Mycobacterium abscessus (M. abscessus) complex is a rapidly growing group of multidrug-resistant, nontuberculous mycobacteria (NTM) that are commonly found in soil and water supplies and are responsible for increasing occurrences of infections in the skin and soft tissues, respiratory tract, bloodstream, and central nervous system [4]. ESIs caused by NTM and M. abscessus, in particular, are relatively uncommon in otherwise immunocompetent PD patients, though a few recent reports have highlighted a growing problem [5]. Published reports have demonstrated that M. abscessus ESIs are challenging and difficult to treat, though successful outcomes have been reported with extended courses of antimicrobial therapy [6, 7].

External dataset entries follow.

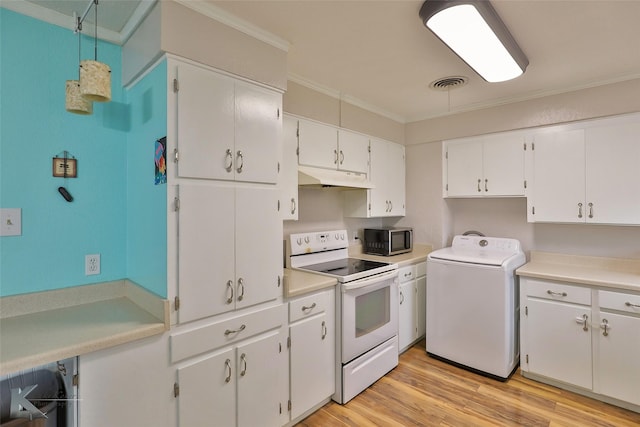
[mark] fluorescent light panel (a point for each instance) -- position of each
(474, 32)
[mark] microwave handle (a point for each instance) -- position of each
(357, 284)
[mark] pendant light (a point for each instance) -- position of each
(74, 102)
(95, 77)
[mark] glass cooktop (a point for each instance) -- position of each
(345, 267)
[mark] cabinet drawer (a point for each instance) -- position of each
(421, 269)
(308, 306)
(406, 274)
(558, 292)
(619, 301)
(197, 340)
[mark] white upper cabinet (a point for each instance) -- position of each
(491, 165)
(387, 174)
(328, 147)
(226, 129)
(587, 174)
(557, 193)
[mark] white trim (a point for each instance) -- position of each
(528, 97)
(224, 17)
(346, 98)
(141, 12)
(56, 18)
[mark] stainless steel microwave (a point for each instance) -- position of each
(388, 241)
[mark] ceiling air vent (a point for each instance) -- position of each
(448, 83)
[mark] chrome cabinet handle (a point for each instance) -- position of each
(240, 289)
(234, 331)
(583, 321)
(228, 160)
(311, 307)
(240, 161)
(230, 288)
(227, 364)
(605, 327)
(556, 294)
(243, 360)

We report an unusual and insightful case of M. abscessus ESI in an individual who did not acquire peritonitis, was otherwise immunocompetent, and showed an early and sustained response to an extended course of combined intraperitoneal and oral antimicrobial therapy. Despite the apparent clinical resolution, the patient relapsed quickly after discontinuation of treatment and required PD catheter removal.
Case report
A 55-year-old male engineer with a history of ESRD secondary to IgA nephropathy, on PD for 12 months, presented for his routine PD clinic visit with a granulating ulcer in the circumferential area at the PD exit site with mild purulent discharge. The patient had an independent lifestyle with extended duration excursions at sea in a personal sailboat. He used gentamicin cream for exit-site care and was treated for an episode of culture-negative PD peritonitis with intraperitoneal antibiotics (vancomycin and cefepime) approximately a month before his current presentation. Physical examination revealed stable hemodynamics and no signs of peritonitis. There was a granulating, circumferential ulcer at the catheter exit site without any swelling, induration, erythema, or tenderness along the tunnel (Fig. 1). Pertinent laboratory findings included PD fluid white blood cells (WBC) count of 8/mm3, blood worked showing WBC count of 7.1 (reference range 4.0–10.0/mm3), ESR of 19 mm/h (reference range 0–10 mm/h), and C-reactive protein of 0.1 (reference range 0.1–0.4 mg/dl). A possible ESI was diagnosed, and antimicrobial therapy was initiated with oral ciprofloxacin after specimens from the exit site and PD fluid was sent for bacterial, fungal, and mycobacterial culture. During the subsequent weeks, PD fluid cultures remained negative for any kind of growth, and exit-site cultures yielded growth of M. abscessus.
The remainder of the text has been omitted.